Le banc : cinéma

La jeune fille et l’araignée : comment larguer les amarres ?

À mi-chemin entre le réalisme et le fantastique, La jeune fille et l’araignée évoque une étape de vie délicate : le déménagement, et toutes les interrogations qu’il soulève en nous : nos rêves, nos peurs, nos regrets. C’est un duo de réalisateurs suisses qui nous le propose, composé des frères Silvan et Ramon Zürcher.

Le destin propulse les personnages dans un appartement en rénovation : colocataires, parents, voisins, déménageurs. Les interactions sont brèves et subtiles – on peine à saisir qui sont ces personnes, quel lien les unit, comment elles ont atterri là. Certaines participent aux travaux, d’autres viennent faire connaissance ou donner un coup de main. S’il déstabilise, ce scénario flottant rappelle toute période transitoire de la vie, où tout semble remis en question. Mara, la protagoniste, peine à se séparer de ses anciens colocataires et en particulier de Lisa, avec qui elle entretient une relation tendre et conflictuelle.

L’appartement neuf est le lieu de tous les possibles. D’un blanc immaculé, il est parsemé de tournevis, d’escabeaux, de bâches protectrices – les outils avec lesquels on se construit une nouvelle vie. Les êtres en mouvement vont et viennent dans ce qui semble un lieu abstrait et symbolique du changement. Au long du film, une araignée tisse sa toile dans le recoin des pièces, évoquant notre capacité à faire de tout lieu un nouveau chez-soi. À cette réalité concrète s’oppose le désir d’évasion qui traverse les personnages : Voyage, voyage, la bande-son du film, ne cesse de réapparaître, jouée au piano ou chantonnée distraitement. Une ancienne colocataire a réalisé ce rêve de tout quitter : elle est partie travailler comme femme de chambre sur un bateau de croisière. Mélancolique, elle veille de loin sur ses amis, quelque part entre ciel et mer.
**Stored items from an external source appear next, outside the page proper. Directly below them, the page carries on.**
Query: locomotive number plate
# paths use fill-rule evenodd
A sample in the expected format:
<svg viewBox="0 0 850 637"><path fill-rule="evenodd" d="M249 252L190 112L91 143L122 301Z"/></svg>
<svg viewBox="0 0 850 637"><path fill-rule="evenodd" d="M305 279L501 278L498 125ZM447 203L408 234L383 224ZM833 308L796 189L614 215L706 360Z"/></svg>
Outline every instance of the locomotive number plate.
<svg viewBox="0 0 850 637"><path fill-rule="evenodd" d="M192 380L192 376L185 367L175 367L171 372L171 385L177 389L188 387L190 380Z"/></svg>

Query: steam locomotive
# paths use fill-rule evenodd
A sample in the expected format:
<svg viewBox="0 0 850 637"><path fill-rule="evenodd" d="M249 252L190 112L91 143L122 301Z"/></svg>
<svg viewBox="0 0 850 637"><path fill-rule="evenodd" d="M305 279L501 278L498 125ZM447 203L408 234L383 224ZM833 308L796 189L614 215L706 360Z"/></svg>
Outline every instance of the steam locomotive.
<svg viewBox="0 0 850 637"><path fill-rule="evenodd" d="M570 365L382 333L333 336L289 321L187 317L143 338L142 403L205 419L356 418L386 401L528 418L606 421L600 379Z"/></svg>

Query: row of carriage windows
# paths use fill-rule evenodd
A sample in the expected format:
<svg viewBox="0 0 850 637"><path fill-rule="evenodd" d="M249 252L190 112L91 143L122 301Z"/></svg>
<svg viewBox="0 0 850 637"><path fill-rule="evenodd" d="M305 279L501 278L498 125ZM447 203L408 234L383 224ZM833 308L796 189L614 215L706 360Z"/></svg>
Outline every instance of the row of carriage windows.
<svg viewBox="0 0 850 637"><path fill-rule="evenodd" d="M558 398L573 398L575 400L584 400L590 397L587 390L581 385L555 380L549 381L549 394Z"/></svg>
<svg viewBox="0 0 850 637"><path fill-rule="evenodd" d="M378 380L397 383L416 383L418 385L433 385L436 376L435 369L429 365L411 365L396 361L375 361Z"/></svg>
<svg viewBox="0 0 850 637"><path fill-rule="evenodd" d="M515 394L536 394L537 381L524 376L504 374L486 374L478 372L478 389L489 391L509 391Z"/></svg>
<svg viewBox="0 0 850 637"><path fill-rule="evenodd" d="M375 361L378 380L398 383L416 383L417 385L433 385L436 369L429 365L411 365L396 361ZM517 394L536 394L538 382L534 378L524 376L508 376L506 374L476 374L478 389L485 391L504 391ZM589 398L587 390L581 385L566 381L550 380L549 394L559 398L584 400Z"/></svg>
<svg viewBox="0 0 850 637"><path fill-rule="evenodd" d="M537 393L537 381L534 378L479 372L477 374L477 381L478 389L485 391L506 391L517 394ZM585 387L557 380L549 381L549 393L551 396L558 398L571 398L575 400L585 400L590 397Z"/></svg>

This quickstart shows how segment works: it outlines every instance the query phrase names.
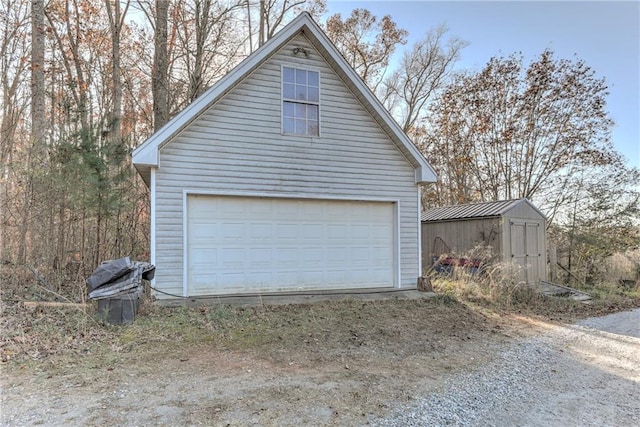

La beauté du film réside aussi dans la densité des relations qui unit ces êtres humains : une parole complice circule de personnage en personnage et les regards passent dans la caméra comme un courant électrique. La valse, deuxième thème musical du film, accompagne ce carrousel de relations uniques et éphémères.

Nostalgique, Mara est la seule à résister au changement : elle baigne dans les souvenirs d’un temps heureux et pourtant révolu. Elle éprouve le besoin de tisser des liens avec l’autre, et une difficulté croissante à le faire. Une araignée court parfois de sa main à celle de ses colocataires, permettant de rares moments d’intimité à ces personnes qui ne savent plus comment se parler.

Les enfants du quartier ajoutent de la légèreté à cette atmosphère dense en émotions – ils semblent parfois moquer le sérieux des adultes, courant dans les couloirs en riant, jetant des bombes à eau du balcon, ouvrant la porte des toilettes occupées. Ce sont aussi eux qui colorient le plan d’étage de l’appartement en le remplissant d’histoires, d’habitants et d’animaux de compagnie, donnant symboliquement vie à l’espace vierge.

Naviguant avec légèreté sur des thèmes universels – le besoin de sécurité et de renouveau, d’isolement et de lien avec l’autre, de rêver ou de réaliser ses projets, La jeune fille et l’araignée est une belle découverte.

Lucie Krey

Référence : La jeune fille et l’araignée Silvan et Ramon Zürcher (2021). Le film est disponible sur la plateforme et l’application Filmingo.